(Bloomberg News) Wildlife Works Retail Inc., a U.S. conservation business, said its project to safeguard forests in Kenya was the first of its kind to get voluntary carbon credits.
The program in the Kasigau Corridor, a strip of land 360 kilometers (225 miles) southeast of the Kenyan capital, Nairobi, aims to reduce carbon emissions and help save 500,000 acres (202,000 hectares) of forest, Wildlife Works said today in an e-mailed statement. Wildlife Works verified the credits according to the Voluntary Carbon Standard, which companies can use to reduce their greenhouse-gas emissions, it said.

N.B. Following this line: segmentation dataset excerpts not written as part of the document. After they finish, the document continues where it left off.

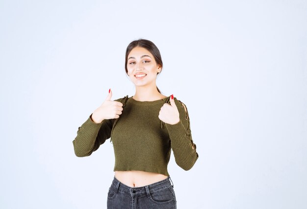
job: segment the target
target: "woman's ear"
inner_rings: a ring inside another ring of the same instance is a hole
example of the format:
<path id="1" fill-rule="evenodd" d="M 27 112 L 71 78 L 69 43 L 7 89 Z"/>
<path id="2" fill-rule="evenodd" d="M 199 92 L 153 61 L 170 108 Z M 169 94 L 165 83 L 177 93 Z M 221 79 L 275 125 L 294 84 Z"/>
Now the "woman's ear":
<path id="1" fill-rule="evenodd" d="M 158 65 L 158 68 L 157 68 L 157 72 L 160 72 L 162 70 L 162 68 L 160 65 Z"/>

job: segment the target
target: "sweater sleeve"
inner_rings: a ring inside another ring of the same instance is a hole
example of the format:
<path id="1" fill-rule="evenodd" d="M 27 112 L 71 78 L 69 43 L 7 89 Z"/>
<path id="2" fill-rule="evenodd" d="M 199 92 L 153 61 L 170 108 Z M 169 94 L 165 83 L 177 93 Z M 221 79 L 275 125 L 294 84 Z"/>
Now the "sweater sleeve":
<path id="1" fill-rule="evenodd" d="M 120 101 L 121 99 L 115 101 Z M 89 156 L 111 137 L 114 119 L 104 119 L 100 123 L 96 123 L 91 119 L 92 114 L 78 128 L 77 136 L 73 141 L 77 157 Z"/>
<path id="2" fill-rule="evenodd" d="M 111 136 L 111 119 L 95 123 L 91 119 L 91 116 L 92 114 L 78 128 L 77 136 L 73 141 L 75 154 L 77 157 L 89 156 Z"/>
<path id="3" fill-rule="evenodd" d="M 196 145 L 192 139 L 186 107 L 180 100 L 175 98 L 174 101 L 179 112 L 180 121 L 174 125 L 165 123 L 165 126 L 176 163 L 184 170 L 188 170 L 198 159 L 198 154 L 196 152 Z"/>

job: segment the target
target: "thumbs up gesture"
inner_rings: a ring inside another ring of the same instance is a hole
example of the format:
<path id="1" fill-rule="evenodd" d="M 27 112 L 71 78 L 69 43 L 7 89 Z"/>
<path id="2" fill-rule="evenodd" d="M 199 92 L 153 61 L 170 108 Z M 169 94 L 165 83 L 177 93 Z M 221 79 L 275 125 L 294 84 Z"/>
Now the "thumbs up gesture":
<path id="1" fill-rule="evenodd" d="M 123 111 L 123 104 L 111 100 L 112 91 L 109 90 L 109 94 L 104 101 L 92 115 L 91 119 L 96 123 L 100 123 L 104 119 L 118 118 Z"/>
<path id="2" fill-rule="evenodd" d="M 174 100 L 173 94 L 170 99 L 171 105 L 165 103 L 159 112 L 159 119 L 166 123 L 171 125 L 176 124 L 180 121 L 179 112 Z"/>

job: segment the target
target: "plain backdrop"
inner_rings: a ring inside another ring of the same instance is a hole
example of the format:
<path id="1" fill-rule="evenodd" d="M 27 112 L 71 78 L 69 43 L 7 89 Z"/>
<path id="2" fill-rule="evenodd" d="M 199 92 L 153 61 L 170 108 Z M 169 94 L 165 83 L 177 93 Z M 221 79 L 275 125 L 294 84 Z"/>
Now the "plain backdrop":
<path id="1" fill-rule="evenodd" d="M 106 208 L 112 144 L 77 158 L 72 141 L 109 88 L 134 94 L 139 38 L 199 154 L 171 157 L 178 208 L 307 208 L 306 0 L 1 0 L 0 30 L 1 209 Z"/>

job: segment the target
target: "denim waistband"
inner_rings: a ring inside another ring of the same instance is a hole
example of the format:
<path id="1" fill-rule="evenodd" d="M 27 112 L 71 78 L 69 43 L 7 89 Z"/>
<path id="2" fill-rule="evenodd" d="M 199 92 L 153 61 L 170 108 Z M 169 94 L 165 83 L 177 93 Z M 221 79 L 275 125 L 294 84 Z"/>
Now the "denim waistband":
<path id="1" fill-rule="evenodd" d="M 167 187 L 170 186 L 174 187 L 173 182 L 171 184 L 172 180 L 171 177 L 168 177 L 166 179 L 143 186 L 131 187 L 126 185 L 120 182 L 114 176 L 111 186 L 113 187 L 115 192 L 117 193 L 118 191 L 122 192 L 126 192 L 132 196 L 133 194 L 137 193 L 138 195 L 146 194 L 148 193 L 148 191 L 155 192 L 162 188 Z"/>

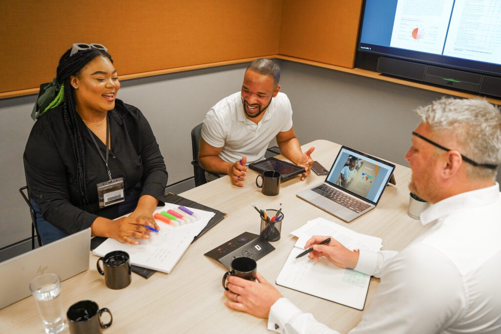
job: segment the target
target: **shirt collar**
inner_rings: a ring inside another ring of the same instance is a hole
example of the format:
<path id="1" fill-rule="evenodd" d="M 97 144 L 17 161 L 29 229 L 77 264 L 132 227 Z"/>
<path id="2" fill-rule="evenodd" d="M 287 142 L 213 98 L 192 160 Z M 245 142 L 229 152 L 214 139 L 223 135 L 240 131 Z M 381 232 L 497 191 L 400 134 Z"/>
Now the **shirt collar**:
<path id="1" fill-rule="evenodd" d="M 459 210 L 464 210 L 493 203 L 499 198 L 499 185 L 471 191 L 466 191 L 447 197 L 432 204 L 421 213 L 421 222 L 426 225 Z"/>

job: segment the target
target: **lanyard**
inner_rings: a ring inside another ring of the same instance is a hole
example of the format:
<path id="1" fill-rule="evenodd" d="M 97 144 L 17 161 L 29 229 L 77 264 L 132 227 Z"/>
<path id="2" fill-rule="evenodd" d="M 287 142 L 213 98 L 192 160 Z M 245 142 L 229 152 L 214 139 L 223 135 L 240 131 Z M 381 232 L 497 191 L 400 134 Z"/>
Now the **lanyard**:
<path id="1" fill-rule="evenodd" d="M 99 146 L 97 144 L 97 142 L 96 141 L 96 139 L 94 139 L 94 134 L 92 133 L 90 129 L 87 127 L 87 131 L 89 131 L 89 134 L 91 135 L 91 138 L 92 138 L 92 141 L 94 142 L 94 145 L 96 145 L 96 148 L 97 149 L 97 151 L 99 152 L 99 155 L 101 156 L 101 158 L 103 161 L 104 161 L 104 163 L 106 165 L 106 170 L 108 171 L 108 176 L 110 177 L 110 181 L 111 181 L 111 172 L 110 171 L 110 168 L 108 167 L 108 158 L 110 155 L 110 149 L 108 148 L 108 144 L 109 144 L 109 136 L 110 136 L 110 122 L 108 121 L 109 119 L 108 117 L 108 114 L 106 114 L 106 158 L 104 158 L 104 156 L 103 155 L 103 152 L 101 151 L 99 149 Z"/>

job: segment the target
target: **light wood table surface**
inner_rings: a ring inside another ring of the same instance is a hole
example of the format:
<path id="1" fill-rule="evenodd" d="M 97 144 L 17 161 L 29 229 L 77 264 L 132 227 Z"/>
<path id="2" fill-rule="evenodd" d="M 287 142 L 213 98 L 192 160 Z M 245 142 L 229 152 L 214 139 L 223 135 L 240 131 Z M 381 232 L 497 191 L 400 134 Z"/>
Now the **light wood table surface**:
<path id="1" fill-rule="evenodd" d="M 304 150 L 311 146 L 316 147 L 314 159 L 327 168 L 341 147 L 319 140 L 302 148 Z M 267 320 L 224 305 L 221 280 L 226 270 L 203 254 L 243 232 L 259 233 L 260 219 L 251 203 L 263 208 L 278 208 L 282 203 L 285 215 L 281 238 L 271 243 L 276 249 L 258 261 L 258 271 L 271 282 L 275 282 L 296 240 L 290 232 L 318 217 L 379 237 L 383 249 L 400 250 L 427 228 L 407 214 L 410 170 L 397 165 L 394 174 L 396 187 L 387 187 L 376 209 L 350 223 L 296 197 L 300 191 L 325 180 L 325 176 L 313 173 L 304 181 L 298 177 L 282 183 L 280 194 L 275 197 L 261 193 L 255 185 L 258 173 L 252 170 L 243 188 L 232 186 L 225 177 L 185 192 L 180 195 L 226 212 L 227 218 L 193 243 L 170 274 L 156 272 L 146 279 L 133 273 L 131 285 L 121 290 L 106 287 L 104 277 L 96 269 L 98 257 L 91 254 L 88 270 L 62 282 L 63 309 L 66 312 L 72 304 L 83 299 L 94 300 L 100 308 L 108 307 L 113 322 L 103 329 L 106 333 L 267 332 Z M 378 279 L 371 278 L 366 308 L 379 283 Z M 304 311 L 313 313 L 317 320 L 341 332 L 355 327 L 361 318 L 362 311 L 276 286 Z M 107 320 L 107 315 L 103 317 Z M 44 332 L 33 297 L 0 310 L 0 332 Z M 67 325 L 64 332 L 68 332 Z"/>

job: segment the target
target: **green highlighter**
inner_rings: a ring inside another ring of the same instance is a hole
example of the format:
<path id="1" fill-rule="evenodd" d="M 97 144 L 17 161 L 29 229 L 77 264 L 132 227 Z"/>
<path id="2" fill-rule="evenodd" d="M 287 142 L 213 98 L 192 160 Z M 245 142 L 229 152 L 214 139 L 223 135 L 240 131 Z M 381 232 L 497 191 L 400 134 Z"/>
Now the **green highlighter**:
<path id="1" fill-rule="evenodd" d="M 165 211 L 162 211 L 160 213 L 160 214 L 165 216 L 165 217 L 167 217 L 168 218 L 170 219 L 173 223 L 176 224 L 176 226 L 179 226 L 179 225 L 180 225 L 179 222 L 178 221 L 178 220 L 179 219 L 177 217 L 174 217 L 172 215 L 170 214 L 168 212 L 166 212 Z"/>
<path id="2" fill-rule="evenodd" d="M 163 214 L 165 217 L 167 217 L 169 219 L 171 219 L 172 220 L 177 220 L 178 218 L 177 217 L 175 217 L 172 215 L 170 214 L 170 213 L 167 213 L 165 211 L 162 211 L 160 213 L 160 214 Z"/>

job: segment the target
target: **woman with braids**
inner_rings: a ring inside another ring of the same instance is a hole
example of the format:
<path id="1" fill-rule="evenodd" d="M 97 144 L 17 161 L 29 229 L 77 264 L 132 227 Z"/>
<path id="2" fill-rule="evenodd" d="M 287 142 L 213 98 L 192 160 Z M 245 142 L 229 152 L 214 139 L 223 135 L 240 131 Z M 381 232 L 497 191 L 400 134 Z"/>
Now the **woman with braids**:
<path id="1" fill-rule="evenodd" d="M 120 84 L 107 51 L 74 44 L 34 108 L 24 160 L 44 243 L 90 227 L 137 244 L 149 236 L 143 225 L 158 228 L 152 214 L 167 183 L 163 158 L 141 111 L 116 99 Z"/>

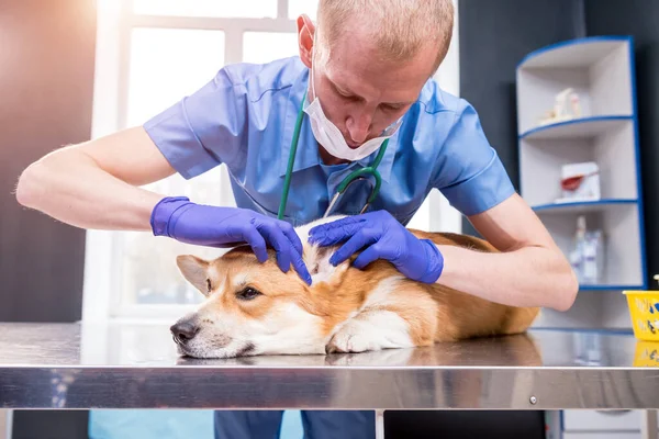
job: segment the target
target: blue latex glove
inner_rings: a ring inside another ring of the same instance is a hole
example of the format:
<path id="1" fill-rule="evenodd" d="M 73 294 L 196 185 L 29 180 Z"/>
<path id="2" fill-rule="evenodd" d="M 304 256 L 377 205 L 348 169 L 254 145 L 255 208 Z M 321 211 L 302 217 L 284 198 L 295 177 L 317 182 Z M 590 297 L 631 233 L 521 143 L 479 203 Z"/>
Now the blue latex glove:
<path id="1" fill-rule="evenodd" d="M 407 278 L 434 283 L 444 268 L 444 257 L 428 239 L 418 239 L 387 211 L 347 216 L 313 227 L 309 240 L 320 246 L 346 241 L 330 258 L 337 266 L 355 252 L 354 267 L 362 269 L 376 259 L 384 259 Z"/>
<path id="2" fill-rule="evenodd" d="M 288 272 L 291 263 L 311 285 L 311 274 L 302 260 L 302 241 L 293 226 L 247 209 L 217 207 L 190 202 L 186 196 L 168 196 L 158 202 L 150 216 L 155 236 L 169 236 L 181 243 L 210 247 L 248 244 L 263 263 L 270 245 L 277 263 Z"/>

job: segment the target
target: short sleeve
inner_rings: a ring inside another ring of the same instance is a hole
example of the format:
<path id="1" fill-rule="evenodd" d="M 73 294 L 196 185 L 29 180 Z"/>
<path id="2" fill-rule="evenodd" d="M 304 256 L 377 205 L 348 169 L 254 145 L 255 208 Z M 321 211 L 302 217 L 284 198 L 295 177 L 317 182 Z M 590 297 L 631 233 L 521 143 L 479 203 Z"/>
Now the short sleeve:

South Africa's Nedbank Group Ltd. helped finance the effort and has first rights to buy the credits produced, Kevin Whitfield, head of the African treasuries, carbon and financial products unit at Nedbank, said in a telephone interview from Johannesburg. The project, started in 2005, issued its first certificates last night, he said.

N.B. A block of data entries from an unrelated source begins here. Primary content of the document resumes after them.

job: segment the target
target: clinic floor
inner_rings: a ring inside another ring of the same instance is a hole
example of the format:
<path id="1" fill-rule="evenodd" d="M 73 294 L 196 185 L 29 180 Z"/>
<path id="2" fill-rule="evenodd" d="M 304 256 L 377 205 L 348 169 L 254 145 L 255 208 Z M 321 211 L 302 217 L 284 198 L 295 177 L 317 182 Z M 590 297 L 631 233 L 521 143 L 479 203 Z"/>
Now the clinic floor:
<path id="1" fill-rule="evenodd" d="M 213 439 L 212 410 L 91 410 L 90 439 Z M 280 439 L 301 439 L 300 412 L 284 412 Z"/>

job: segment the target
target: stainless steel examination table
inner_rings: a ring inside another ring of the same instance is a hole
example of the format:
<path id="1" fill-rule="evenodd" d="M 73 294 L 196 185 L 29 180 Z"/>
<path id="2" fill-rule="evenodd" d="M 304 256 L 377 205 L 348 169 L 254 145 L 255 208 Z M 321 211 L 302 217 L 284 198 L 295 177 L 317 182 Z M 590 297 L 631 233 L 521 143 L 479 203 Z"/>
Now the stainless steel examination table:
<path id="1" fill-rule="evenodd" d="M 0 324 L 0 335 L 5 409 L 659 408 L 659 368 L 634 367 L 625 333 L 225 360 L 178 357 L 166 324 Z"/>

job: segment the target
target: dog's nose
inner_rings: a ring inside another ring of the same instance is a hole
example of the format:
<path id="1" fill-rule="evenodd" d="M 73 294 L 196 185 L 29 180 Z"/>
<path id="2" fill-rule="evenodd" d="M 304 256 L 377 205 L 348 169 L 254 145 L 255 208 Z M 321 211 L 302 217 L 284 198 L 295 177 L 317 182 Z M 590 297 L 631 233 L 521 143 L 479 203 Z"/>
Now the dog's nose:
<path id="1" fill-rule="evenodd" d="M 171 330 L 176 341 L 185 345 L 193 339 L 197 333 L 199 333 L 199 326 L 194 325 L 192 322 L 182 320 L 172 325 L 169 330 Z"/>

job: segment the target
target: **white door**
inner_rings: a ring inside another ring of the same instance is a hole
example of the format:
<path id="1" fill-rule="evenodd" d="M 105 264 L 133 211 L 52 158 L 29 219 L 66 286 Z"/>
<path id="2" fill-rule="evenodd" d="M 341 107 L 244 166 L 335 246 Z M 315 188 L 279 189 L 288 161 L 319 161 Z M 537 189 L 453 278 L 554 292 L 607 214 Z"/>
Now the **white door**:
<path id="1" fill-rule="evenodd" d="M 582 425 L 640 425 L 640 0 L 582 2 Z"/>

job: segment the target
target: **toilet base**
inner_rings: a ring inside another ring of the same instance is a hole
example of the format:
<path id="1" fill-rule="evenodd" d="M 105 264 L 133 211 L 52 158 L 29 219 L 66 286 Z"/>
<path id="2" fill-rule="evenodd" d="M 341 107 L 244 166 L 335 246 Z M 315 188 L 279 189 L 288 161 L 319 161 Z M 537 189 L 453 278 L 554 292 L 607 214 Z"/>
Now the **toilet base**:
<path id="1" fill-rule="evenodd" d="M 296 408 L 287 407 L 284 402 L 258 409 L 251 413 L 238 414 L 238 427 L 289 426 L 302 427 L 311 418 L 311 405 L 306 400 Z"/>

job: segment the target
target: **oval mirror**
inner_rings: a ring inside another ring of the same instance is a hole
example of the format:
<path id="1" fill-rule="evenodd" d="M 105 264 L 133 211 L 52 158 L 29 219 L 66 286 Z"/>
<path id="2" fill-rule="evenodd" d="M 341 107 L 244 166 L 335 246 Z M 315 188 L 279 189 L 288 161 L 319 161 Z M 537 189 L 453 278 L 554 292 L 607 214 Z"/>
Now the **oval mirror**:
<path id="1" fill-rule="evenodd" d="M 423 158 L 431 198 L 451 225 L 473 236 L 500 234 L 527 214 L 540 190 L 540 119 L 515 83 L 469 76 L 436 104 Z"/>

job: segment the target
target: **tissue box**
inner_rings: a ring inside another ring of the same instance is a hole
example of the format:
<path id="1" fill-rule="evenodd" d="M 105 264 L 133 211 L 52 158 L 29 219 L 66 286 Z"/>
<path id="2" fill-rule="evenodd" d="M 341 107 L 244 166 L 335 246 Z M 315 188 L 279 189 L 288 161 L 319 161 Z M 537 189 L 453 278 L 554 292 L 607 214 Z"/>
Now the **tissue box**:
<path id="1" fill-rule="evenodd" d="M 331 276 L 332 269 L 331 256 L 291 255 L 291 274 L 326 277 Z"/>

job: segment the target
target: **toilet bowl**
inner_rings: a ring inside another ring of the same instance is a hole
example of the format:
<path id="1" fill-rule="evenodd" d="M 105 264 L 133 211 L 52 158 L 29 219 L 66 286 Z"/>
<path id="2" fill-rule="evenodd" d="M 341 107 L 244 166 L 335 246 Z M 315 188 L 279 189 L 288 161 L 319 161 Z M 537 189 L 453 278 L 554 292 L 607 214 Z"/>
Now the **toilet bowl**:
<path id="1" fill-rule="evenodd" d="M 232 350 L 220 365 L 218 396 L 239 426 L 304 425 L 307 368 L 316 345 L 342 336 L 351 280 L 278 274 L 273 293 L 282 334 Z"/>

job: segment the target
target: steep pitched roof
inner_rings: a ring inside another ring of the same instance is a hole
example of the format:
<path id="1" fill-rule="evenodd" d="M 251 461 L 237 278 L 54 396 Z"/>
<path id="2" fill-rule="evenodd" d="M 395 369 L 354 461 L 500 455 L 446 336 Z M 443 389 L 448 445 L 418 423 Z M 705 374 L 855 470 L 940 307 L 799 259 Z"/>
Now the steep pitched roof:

The program has produced 1.1 million of the so-called Voluntary Carbon Units and expects to create 200,000 a year, Gerald Prolman, a San Fransisco-based spokesman for Wildlife Works, said in a separate e-mail.
The International Emissions Trading Association and the World Economic Forum helped develop the voluntary carbon standard in 2005. Financial institutions, energy utilities, manufacturers and retailers from Europe, the U.S and South Africa have shown interest in buying the forestry credits from the Kenyan forestry project and there is "a large quantity of credits available for sale," Whitfield said.
Such credits were excluded from the 1997 Kyoto Protocol, and a meeting that the United Nations held in Cancun, Mexico, in December considered ways of creating carbon forestry credits, which may be part of a new climate treaty.
The allocation of the so-called REDD credits, for Reducing Emissions from Deforestation and Degradation, offers "unquestionable proof that sound investment decisions and a strong social and environmental conscience are by no means mutually exclusive," Whitfield said in the statement.
The felling of trees, which absorb carbon dioxide, may account for as much as 20% of man-made greenhouse-gas emissions, according to the Intergovernmental Panel on Climate Change.
Russia's Gazprom Marketing & Trading, a unit of the world's largest natural-gas producer, created a method for generating carbon credits from forestry projects in Kalimantan, Indonesia, under the same voluntary standard.